Máquina Devir
(ao meu amor)
Escrevo esse texto com o meu corpo. Você experimenta este espaço e lê estes parágrafos com o seu corpo. O corpo é a dimensão dos encontros que tecem e atravessam nossa existência. Está no corpo a nossa relação com os astros e seus movimentos, com a natureza e seus elementos, com as pessoas, a técnica e a cultura, com as palavras e com o que não cabe nelas. O que pensamos é pensado com o corpo, o que expressamos é expressado com o corpo. Esta é a nossa máquina de encontrar, de sentir, de experimentar, de desejar, de imaginar, é onde conhecemos nossos limites, mas também nosso transcender na imanência.
É potente e positivo complexificarmos nossa relação com o corpo. Podemos nos inspirar em suas dobras, poros, plasticidades, impermanências, marcas, delícias e potências para desenvolver formas próprias de vivê-lo. Nosso corpo, de substâncias e densidades tão diversas e mutantes, pode ser sempre melhor experimentado — ainda antes de interpretado.
O corpo é onde podemos ser.

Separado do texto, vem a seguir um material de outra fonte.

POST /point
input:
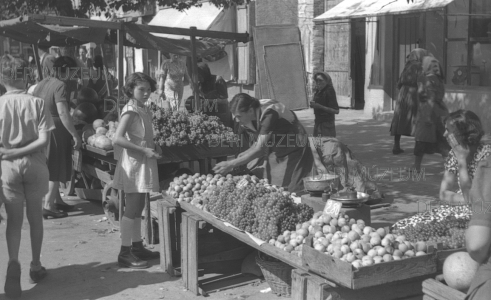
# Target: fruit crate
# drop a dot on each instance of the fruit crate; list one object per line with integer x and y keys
{"x": 98, "y": 150}
{"x": 436, "y": 290}
{"x": 345, "y": 274}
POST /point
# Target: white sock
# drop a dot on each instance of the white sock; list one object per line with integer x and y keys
{"x": 126, "y": 227}
{"x": 137, "y": 225}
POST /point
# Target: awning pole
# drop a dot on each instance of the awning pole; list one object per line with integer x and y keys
{"x": 105, "y": 71}
{"x": 194, "y": 60}
{"x": 120, "y": 68}
{"x": 38, "y": 62}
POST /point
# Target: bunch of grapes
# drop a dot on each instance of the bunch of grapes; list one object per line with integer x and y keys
{"x": 176, "y": 128}
{"x": 449, "y": 232}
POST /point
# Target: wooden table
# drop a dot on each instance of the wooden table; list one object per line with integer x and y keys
{"x": 305, "y": 285}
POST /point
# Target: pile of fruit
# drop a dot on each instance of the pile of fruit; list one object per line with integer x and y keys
{"x": 350, "y": 240}
{"x": 445, "y": 224}
{"x": 247, "y": 202}
{"x": 99, "y": 135}
{"x": 176, "y": 128}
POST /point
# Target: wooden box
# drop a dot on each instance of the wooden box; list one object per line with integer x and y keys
{"x": 435, "y": 290}
{"x": 345, "y": 274}
{"x": 89, "y": 194}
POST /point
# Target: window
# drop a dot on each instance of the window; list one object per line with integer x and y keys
{"x": 468, "y": 43}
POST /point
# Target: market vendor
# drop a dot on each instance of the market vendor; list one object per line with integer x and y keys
{"x": 279, "y": 138}
{"x": 464, "y": 131}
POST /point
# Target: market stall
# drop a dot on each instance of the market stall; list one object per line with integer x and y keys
{"x": 98, "y": 161}
{"x": 322, "y": 251}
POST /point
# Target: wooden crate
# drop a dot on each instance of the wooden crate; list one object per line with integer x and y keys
{"x": 307, "y": 286}
{"x": 345, "y": 274}
{"x": 435, "y": 290}
{"x": 89, "y": 194}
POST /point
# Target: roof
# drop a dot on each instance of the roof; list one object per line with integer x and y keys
{"x": 30, "y": 29}
{"x": 199, "y": 17}
{"x": 349, "y": 9}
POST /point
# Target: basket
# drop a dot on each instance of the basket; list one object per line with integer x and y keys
{"x": 277, "y": 274}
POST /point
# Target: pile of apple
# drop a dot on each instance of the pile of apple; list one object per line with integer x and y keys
{"x": 350, "y": 240}
{"x": 185, "y": 187}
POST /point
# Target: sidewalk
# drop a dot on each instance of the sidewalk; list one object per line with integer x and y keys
{"x": 80, "y": 251}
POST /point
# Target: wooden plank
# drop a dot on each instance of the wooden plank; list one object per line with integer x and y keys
{"x": 299, "y": 285}
{"x": 184, "y": 249}
{"x": 237, "y": 253}
{"x": 97, "y": 173}
{"x": 284, "y": 256}
{"x": 440, "y": 291}
{"x": 192, "y": 266}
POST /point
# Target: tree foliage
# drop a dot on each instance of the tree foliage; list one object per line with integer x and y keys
{"x": 13, "y": 8}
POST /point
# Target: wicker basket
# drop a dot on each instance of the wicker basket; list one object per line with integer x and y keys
{"x": 277, "y": 274}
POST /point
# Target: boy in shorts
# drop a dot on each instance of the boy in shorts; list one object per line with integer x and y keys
{"x": 25, "y": 126}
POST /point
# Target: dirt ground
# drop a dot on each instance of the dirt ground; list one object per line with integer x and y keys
{"x": 80, "y": 251}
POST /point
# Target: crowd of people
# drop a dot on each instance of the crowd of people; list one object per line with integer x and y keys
{"x": 38, "y": 134}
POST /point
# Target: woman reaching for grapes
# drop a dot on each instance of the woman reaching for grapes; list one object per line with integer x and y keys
{"x": 464, "y": 134}
{"x": 279, "y": 138}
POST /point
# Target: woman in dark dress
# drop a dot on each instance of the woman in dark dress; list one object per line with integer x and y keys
{"x": 430, "y": 128}
{"x": 280, "y": 139}
{"x": 325, "y": 105}
{"x": 407, "y": 102}
{"x": 55, "y": 93}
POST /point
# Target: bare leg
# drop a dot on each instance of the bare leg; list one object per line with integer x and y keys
{"x": 34, "y": 212}
{"x": 15, "y": 217}
{"x": 417, "y": 162}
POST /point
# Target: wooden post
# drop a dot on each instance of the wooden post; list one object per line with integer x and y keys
{"x": 120, "y": 68}
{"x": 38, "y": 62}
{"x": 194, "y": 59}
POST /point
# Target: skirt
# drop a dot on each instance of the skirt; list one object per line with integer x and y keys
{"x": 405, "y": 112}
{"x": 59, "y": 153}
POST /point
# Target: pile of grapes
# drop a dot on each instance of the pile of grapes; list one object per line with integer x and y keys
{"x": 175, "y": 128}
{"x": 261, "y": 209}
{"x": 450, "y": 232}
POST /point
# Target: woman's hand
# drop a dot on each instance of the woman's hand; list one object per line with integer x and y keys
{"x": 461, "y": 152}
{"x": 7, "y": 154}
{"x": 150, "y": 153}
{"x": 223, "y": 168}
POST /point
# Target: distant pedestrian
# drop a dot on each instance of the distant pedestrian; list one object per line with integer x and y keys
{"x": 430, "y": 128}
{"x": 136, "y": 172}
{"x": 25, "y": 125}
{"x": 406, "y": 108}
{"x": 325, "y": 105}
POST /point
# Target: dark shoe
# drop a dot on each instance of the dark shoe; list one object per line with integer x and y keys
{"x": 126, "y": 259}
{"x": 12, "y": 282}
{"x": 143, "y": 253}
{"x": 54, "y": 215}
{"x": 64, "y": 206}
{"x": 37, "y": 276}
{"x": 397, "y": 151}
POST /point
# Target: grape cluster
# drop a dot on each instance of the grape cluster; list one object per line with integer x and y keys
{"x": 259, "y": 208}
{"x": 449, "y": 232}
{"x": 176, "y": 128}
{"x": 438, "y": 214}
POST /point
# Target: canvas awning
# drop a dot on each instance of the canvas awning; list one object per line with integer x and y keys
{"x": 200, "y": 17}
{"x": 29, "y": 30}
{"x": 349, "y": 9}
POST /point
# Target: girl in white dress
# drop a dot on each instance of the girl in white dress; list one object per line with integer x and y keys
{"x": 136, "y": 172}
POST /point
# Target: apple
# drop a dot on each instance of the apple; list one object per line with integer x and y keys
{"x": 357, "y": 264}
{"x": 350, "y": 257}
{"x": 359, "y": 253}
{"x": 378, "y": 259}
{"x": 387, "y": 257}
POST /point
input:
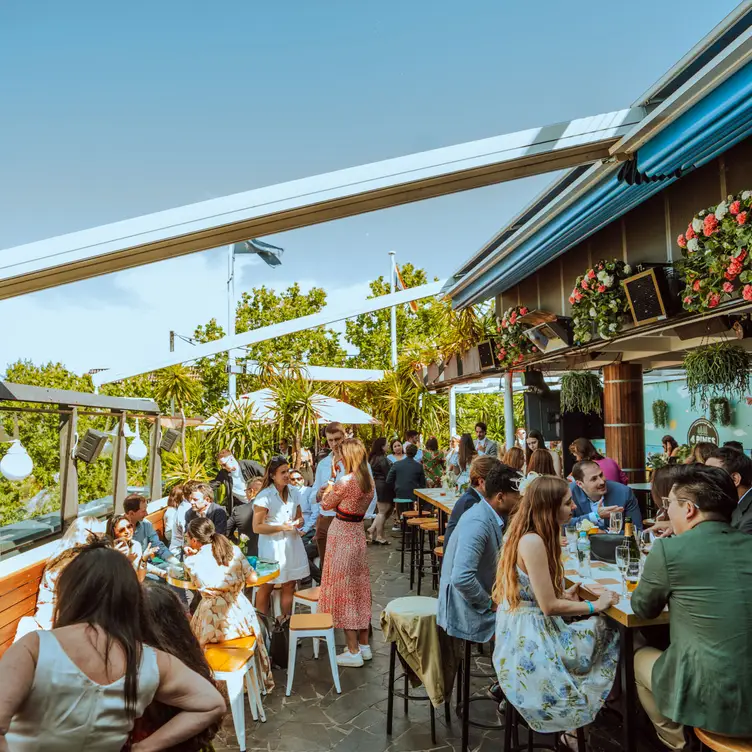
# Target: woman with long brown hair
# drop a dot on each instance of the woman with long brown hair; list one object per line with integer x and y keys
{"x": 556, "y": 674}
{"x": 346, "y": 580}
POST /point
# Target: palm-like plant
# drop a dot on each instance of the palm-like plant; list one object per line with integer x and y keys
{"x": 178, "y": 384}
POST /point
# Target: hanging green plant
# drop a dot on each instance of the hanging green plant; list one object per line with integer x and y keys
{"x": 722, "y": 367}
{"x": 660, "y": 414}
{"x": 720, "y": 411}
{"x": 581, "y": 392}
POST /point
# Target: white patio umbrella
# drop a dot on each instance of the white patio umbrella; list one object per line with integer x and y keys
{"x": 328, "y": 410}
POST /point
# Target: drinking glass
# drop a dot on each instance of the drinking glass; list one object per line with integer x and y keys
{"x": 614, "y": 523}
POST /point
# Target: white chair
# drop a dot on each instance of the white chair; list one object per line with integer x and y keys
{"x": 233, "y": 662}
{"x": 316, "y": 626}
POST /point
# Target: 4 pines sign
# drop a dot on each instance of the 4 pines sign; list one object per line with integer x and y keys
{"x": 702, "y": 430}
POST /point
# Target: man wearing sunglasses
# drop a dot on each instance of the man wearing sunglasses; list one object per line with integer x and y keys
{"x": 704, "y": 575}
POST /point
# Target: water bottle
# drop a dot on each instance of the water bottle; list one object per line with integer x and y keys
{"x": 583, "y": 555}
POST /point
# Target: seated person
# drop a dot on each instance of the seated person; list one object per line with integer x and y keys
{"x": 479, "y": 469}
{"x": 739, "y": 467}
{"x": 704, "y": 575}
{"x": 596, "y": 498}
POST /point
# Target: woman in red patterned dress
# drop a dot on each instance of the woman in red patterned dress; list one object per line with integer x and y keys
{"x": 346, "y": 580}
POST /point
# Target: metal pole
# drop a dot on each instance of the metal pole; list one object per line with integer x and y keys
{"x": 508, "y": 410}
{"x": 231, "y": 381}
{"x": 393, "y": 274}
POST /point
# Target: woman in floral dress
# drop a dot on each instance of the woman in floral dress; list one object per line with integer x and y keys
{"x": 220, "y": 571}
{"x": 556, "y": 674}
{"x": 346, "y": 582}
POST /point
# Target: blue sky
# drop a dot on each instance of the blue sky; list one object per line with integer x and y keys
{"x": 115, "y": 110}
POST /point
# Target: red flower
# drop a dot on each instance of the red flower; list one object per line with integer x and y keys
{"x": 710, "y": 225}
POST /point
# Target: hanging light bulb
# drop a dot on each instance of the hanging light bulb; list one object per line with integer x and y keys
{"x": 16, "y": 465}
{"x": 137, "y": 450}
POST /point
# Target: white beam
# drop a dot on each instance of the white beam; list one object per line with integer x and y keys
{"x": 329, "y": 315}
{"x": 299, "y": 203}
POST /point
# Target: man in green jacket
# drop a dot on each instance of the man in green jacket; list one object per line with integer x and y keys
{"x": 704, "y": 576}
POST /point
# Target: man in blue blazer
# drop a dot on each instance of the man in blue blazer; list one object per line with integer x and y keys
{"x": 597, "y": 499}
{"x": 468, "y": 570}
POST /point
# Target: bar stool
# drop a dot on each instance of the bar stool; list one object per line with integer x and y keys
{"x": 233, "y": 663}
{"x": 316, "y": 626}
{"x": 512, "y": 722}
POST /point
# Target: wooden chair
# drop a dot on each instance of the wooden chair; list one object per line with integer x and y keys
{"x": 315, "y": 626}
{"x": 233, "y": 663}
{"x": 719, "y": 743}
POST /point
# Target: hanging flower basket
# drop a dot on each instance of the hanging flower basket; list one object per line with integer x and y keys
{"x": 716, "y": 265}
{"x": 660, "y": 414}
{"x": 581, "y": 392}
{"x": 599, "y": 301}
{"x": 722, "y": 367}
{"x": 512, "y": 346}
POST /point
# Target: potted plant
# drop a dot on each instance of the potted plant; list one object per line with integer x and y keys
{"x": 660, "y": 414}
{"x": 581, "y": 392}
{"x": 599, "y": 301}
{"x": 722, "y": 367}
{"x": 716, "y": 266}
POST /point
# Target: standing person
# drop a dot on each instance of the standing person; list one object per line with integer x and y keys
{"x": 557, "y": 674}
{"x": 514, "y": 457}
{"x": 535, "y": 441}
{"x": 433, "y": 463}
{"x": 233, "y": 475}
{"x": 277, "y": 519}
{"x": 404, "y": 477}
{"x": 380, "y": 466}
{"x": 484, "y": 445}
{"x": 167, "y": 629}
{"x": 345, "y": 580}
{"x": 397, "y": 451}
{"x": 174, "y": 500}
{"x": 582, "y": 449}
{"x": 240, "y": 521}
{"x": 739, "y": 467}
{"x": 82, "y": 685}
{"x": 596, "y": 498}
{"x": 704, "y": 575}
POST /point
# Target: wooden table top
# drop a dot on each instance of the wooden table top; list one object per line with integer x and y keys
{"x": 609, "y": 576}
{"x": 440, "y": 498}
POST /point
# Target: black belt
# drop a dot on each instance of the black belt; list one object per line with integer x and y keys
{"x": 347, "y": 517}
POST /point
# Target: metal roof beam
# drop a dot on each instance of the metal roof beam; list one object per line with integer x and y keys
{"x": 299, "y": 203}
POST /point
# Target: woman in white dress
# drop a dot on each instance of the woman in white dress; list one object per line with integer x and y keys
{"x": 277, "y": 520}
{"x": 556, "y": 673}
{"x": 82, "y": 685}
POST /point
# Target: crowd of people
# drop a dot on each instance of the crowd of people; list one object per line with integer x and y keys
{"x": 113, "y": 657}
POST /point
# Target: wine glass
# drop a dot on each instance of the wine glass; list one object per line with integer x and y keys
{"x": 622, "y": 561}
{"x": 614, "y": 523}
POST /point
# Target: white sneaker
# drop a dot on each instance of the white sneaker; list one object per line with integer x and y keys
{"x": 348, "y": 659}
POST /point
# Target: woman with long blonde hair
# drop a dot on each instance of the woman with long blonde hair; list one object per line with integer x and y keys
{"x": 346, "y": 581}
{"x": 556, "y": 674}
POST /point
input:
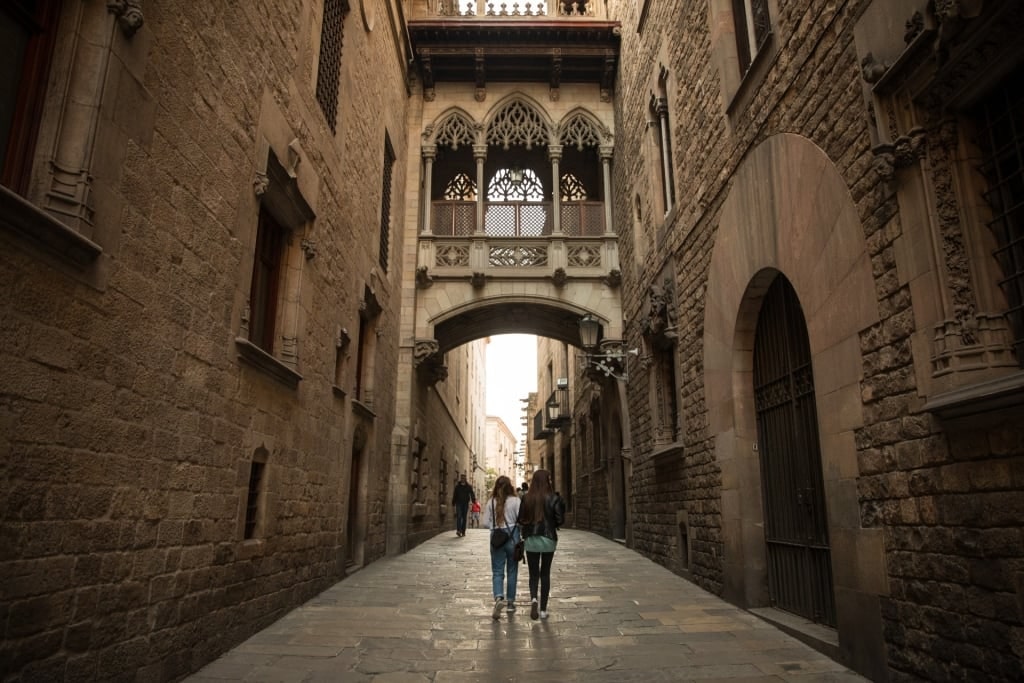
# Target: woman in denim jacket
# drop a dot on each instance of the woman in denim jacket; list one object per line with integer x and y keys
{"x": 542, "y": 513}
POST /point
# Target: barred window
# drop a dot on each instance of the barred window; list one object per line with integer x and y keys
{"x": 753, "y": 27}
{"x": 386, "y": 203}
{"x": 1000, "y": 122}
{"x": 572, "y": 189}
{"x": 329, "y": 72}
{"x": 263, "y": 293}
{"x": 461, "y": 188}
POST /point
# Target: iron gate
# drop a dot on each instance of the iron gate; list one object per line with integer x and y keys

Nossas liberdades, desejos e potências realizam-se transbordando, apesar das brechas da repressão histórica e individual que nele carregamos. O corpo é ainda onde podemos ser diferentes: estrutura criadora de maneiras de existir. A presente exposição, Máquina Devir, individual da artista carioca Maria Lynch, surge justamente do entendimento de que é nutrindo o corpo com experiências alegres que ampliamos nossas capacidades de sentir e, com isso, nossas potências de agir. O título da mostra articula dois importantes conceitos do filósofo francês Gilles Deleuze (1925-1995), uma das grandes referências constituintes do pensamento da artista, junto de Baruch Spinoza, Friedrich Nietzsche e Henri Bergson, todos grandes pensadores do corpo e da liberdade.
Mesmo sendo mais reconhecida por suas pinturas com o uso ostensivo de cores vibrantes e contrastadas, criando especial relação entre figuras e fundos, Maria desenvolveu também diversas instalações, objetos, performances, vídeos e fotografias.
Comemorando 15 anos do início de sua produção como artista, Lynch, que desde 2013 estuda e trabalha fora do país, retorna à sua cidade natal para lançar um livro retrospectivo e realizar a presente mostra, que ocupa integralmente os espaços expositivos do Oi Futuro Ipanema com um trabalho que alcança uma radicalidade relacional inédita em sua produção.
Nessa mostra, você é convidado a aproveitar um percurso dividido em nove ambientes lúdicos, oníricos e, por vezes, perturbadores, que oferecem propostas para experimentar o corpo e suas potências. Se em algum momento perceber-se numa aproximação à ideia ou à sensação de infância é por ter se permitido conectar ao lúdico — e não mais ao fantástico, que é tristemente uma prática mais característica do adulto. Almeja-se aqui justamente a transgressão ética dos espíritos livres, uma terapia para perder a si mesmo na experiência de criação de um novo corpo a cada momento.
A intenção é que você possa carnavalizar-se corajosamente, viver crises em suas crenças, encontrar brechas, penetrá-las, transformar-se nelas, desfazê-las. Neste trabalho, sem medo, você pode deixar de lado a seriedade talvez esperada de você para poder ser capaz de criar novos sistemas de valores a partir das experiências do corpo. Em resumo, Máquina Devir é uma experiência transformadora para a obtenção de prazer, liberdade, coragem e alegria, onde pode-se tudo, fora temer.